Bug Bounty - Report a Vulnerability

Bounty payment
  • Tribe's bug bounty program has been put on hold. We're looking to resume this before the end of this year.

    We won't be responding to any communication pertaining to bug bounty and security issues until further notice.

Please include the following information in your report:

  • ✓ Type of issue (cross-site scripting, SQL injection, remote code execution, etc.)
  • ✓ A URL if it is related to a specific section of the community solution
  • ✓ The potential impact of the vulnerability (i.e. what data can be accessed or modified?)
  • ✓ Step-by-step instructions to reproduce the issue
  • ✓ Any proof-of-concept or exploit code required to reproduce
  • ✓ Remediation of the issue

Note: If the issue that you're reporting is already known to us and we’re in the process of fixing, it won’t be eligible for bounty reward.

Definition of a Vulnerablity

Tribe considers a security vulnerability to be a weakness in one of our products or infrastructure that could allow an attacker to impact the confidentiality, integrity, or availability of the product or infrastructure.

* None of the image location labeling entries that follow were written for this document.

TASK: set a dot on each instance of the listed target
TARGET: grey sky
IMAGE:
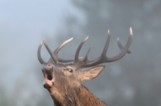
(22, 25)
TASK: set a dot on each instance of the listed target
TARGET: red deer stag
(63, 78)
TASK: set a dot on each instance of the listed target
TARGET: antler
(103, 58)
(82, 62)
(54, 55)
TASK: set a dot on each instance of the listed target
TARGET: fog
(135, 80)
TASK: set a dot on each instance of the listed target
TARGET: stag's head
(64, 77)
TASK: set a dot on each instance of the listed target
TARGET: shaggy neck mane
(79, 97)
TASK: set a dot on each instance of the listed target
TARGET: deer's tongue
(48, 82)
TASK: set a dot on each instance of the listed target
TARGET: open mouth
(48, 79)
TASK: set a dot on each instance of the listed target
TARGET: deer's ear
(91, 73)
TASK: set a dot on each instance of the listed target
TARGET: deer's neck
(79, 97)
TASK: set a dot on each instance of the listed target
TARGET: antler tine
(86, 57)
(62, 45)
(54, 58)
(103, 58)
(76, 59)
(121, 46)
(124, 50)
(106, 44)
(39, 54)
(55, 53)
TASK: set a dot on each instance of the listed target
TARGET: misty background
(135, 80)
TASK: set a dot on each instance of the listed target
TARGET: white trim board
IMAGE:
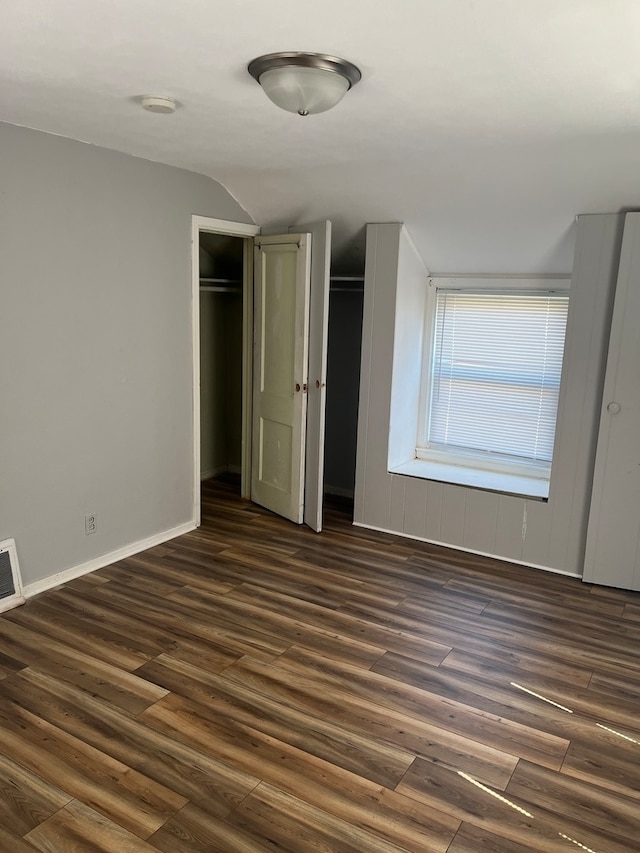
(35, 588)
(469, 550)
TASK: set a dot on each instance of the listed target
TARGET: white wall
(548, 534)
(95, 347)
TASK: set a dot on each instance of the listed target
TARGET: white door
(613, 537)
(281, 332)
(318, 337)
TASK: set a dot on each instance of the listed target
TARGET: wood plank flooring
(253, 687)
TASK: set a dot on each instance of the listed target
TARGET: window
(491, 382)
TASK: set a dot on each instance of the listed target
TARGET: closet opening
(346, 299)
(223, 407)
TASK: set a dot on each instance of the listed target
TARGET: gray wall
(549, 534)
(95, 346)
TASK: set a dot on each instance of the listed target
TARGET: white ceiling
(485, 125)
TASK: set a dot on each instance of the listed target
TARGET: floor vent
(10, 584)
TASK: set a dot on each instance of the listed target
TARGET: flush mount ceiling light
(304, 83)
(158, 104)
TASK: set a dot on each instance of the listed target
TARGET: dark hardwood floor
(253, 686)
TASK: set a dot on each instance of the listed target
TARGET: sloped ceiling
(485, 125)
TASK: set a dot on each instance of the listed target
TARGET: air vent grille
(7, 585)
(10, 583)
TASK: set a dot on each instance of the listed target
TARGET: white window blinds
(496, 368)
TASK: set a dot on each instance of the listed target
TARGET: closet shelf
(220, 285)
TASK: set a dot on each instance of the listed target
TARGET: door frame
(248, 232)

We do not consider the following types of findings to be security vulnerabilities:

  • ✓ Presence or absence of HTTP headers (X-Frame-Options, CSP, nosniff, etc.). These are considered security best practices and therefore we do not classify them as vulnerabilities.
  • ✓ Missing security-related attributes on non-sensitive cookies. Tribe communities may set certain security-related attributes on cookies used on our applications. The absence of these headers on non-sensitive cookies is not considered a security vulnerability.
  • ✓ Exposed stack traces. We do not consider stack traces by themselves to be a security issue. If you find that a stack trace details personally identifiable information or user generated content, please submit a report detailing the issue.
  • ✓ Content spoofing by administrative users. We allow admins to add scripts into specific areas of the community as a customization feature and do not consider that functionality to be a vulnerability.
  • ✓ Clickjacking on pages in community pages that only contain static content.
  • ✓ Auto-complete enabled or disabled.

    We are also unable to respond to bulk reports generated by automated scanners. If you identify issues using an automated scanner, it is recommended that you have a security practitioner review the issues and ensure that the findings are valid before submitting a vulnerability report to Tribe.

Public Disclosure

Tribe makes it a priority to resolve any security vulnerabilities in our products within a week. Tribe follows coordinated vulnerability disclosure and requests, to protect our customers, that anyone reporting a vulnerability to us does the same.